Le figlie del sarto di Alseno insieme a votare il 2 giugno
Non è stata contagiata dalla “febbre del voto” Nuccia Camoni, 101 anni compiuti il 23 maggio ed un piglio da almeno venti di meno. O, come ammette candidamente: “sono passati tanti anni, come posso ricordare tutto?”. La signora Nuccia il 2 giugno 1946 era fresca 21enne. Figlia del sarto di Alseno, sarta lei stessa – tutt’ora utilizza la macchina da cucire, con una preferenza per quella a pedali sulla elettrica – ricorda di essere andata al seggio insieme alle sorelle maggiori. E certamente era vestita con cura, anche perché il papà su questo era inflessibile: le figlie dovevano sempre essere in ordine. Su cosa abbia votato, un po’ di nebbia resta. Rammenta che le piacevano i reali: del resto a quell’epoca la monarchia esercitava un certo fascino, specie la regina Maria José (che si recò lei stessa a votare intorno alle 20.30 del 2 giugno, mettendosi in fila come tutti gli altri in attesa del suo turno).
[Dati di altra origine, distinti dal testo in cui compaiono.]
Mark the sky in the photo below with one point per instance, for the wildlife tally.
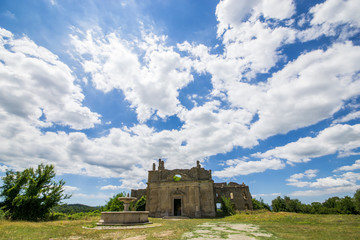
(265, 92)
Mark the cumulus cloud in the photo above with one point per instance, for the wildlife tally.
(240, 167)
(336, 12)
(149, 73)
(3, 168)
(348, 117)
(309, 89)
(71, 188)
(354, 166)
(333, 190)
(340, 139)
(328, 185)
(35, 84)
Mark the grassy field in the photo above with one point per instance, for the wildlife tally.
(281, 225)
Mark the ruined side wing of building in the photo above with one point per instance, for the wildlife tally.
(189, 192)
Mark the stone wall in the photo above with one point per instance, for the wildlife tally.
(138, 193)
(195, 191)
(192, 194)
(239, 194)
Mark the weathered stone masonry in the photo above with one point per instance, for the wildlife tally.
(194, 195)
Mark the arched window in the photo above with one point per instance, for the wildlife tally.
(177, 177)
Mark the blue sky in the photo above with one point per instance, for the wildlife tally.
(264, 92)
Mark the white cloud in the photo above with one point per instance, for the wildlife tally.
(241, 167)
(280, 9)
(336, 12)
(310, 173)
(333, 190)
(71, 188)
(3, 168)
(349, 117)
(329, 15)
(354, 166)
(310, 89)
(35, 83)
(266, 195)
(338, 138)
(110, 187)
(149, 73)
(344, 180)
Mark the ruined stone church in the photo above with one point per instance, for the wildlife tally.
(189, 193)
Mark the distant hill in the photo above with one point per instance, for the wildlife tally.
(74, 208)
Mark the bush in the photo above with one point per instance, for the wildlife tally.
(227, 206)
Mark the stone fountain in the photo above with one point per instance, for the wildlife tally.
(125, 217)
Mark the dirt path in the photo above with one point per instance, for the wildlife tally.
(224, 230)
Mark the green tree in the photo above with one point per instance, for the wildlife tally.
(357, 200)
(347, 205)
(114, 204)
(30, 194)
Se i ricordi del primissimo voto non sono vividi, Nuccia – che si è trasferita a Fiorenzuola dopo il matrimonio nel 1956 con Mario Villaggi, originario di Chiaravalle – va fiera però di essere sempre andata in seguito ad esercitare il suo diritto e dovere di cittadina alle elezioni. Ha mancato l’appuntamento nel 2022, quando si è fratturata una caviglia. Un imprevisto che non le ha impedito di scavallare il secolo, diventare bisnonna e continuare ad uscire per prendere il pane e andare al mercato.
La signora Nuccia Camoni lo scorso anno per il centesimo compleanno.
Il 2 giugno al voto con il vestito più bello. Ma niente rossetto per le donne
Luigia Belli Minardi, classe 1924, il 2 giugno ha votato al seggio di Cortemaggiore, dove abitava prima del matrimonio (si è sposata nel 1947 e si è trasferita a Besenzone, occupandosi della casa e dando un mano al marito nei lavori in campagna).
Incalzata dal figlio, racconta di essersi messa il vestito più bello e di aver inforcato la bicicletta per andare dalla località in cui viveva – detta “Rosario”, sulla strada per San Pietro in Cerro – fino al centro per esercitare il diritto di voto. “Sono andata con le mie amiche Milena Crotti e Anna Tramelli”, risponde pronta. Se le si chiede per cosa ha votato, invece, è sibillina: “Per il re e per la Repubblica”. Del resto, Luigia ha ragione: il voto è segreto. Quello delle donne ancora di più in quel 2 giugno 1946: siccome la scheda elettorale non doveva avere alcun segno di riconoscimento, ma anche essere incollata, le donne furono invitate a non usare il rossetto in quell’occasione. Nell’inumidire con le labbra il lembo da incollare, avrebbero potuto lasciare una traccia sulla scheda e, così, renderla in qualche modo riconoscibile.
La signora Luigia Belli Minardi per i 101 anni di età nel novembre scorso insieme all’allora parroco di Besenzone don Giancarlo Plessi e ai familiari.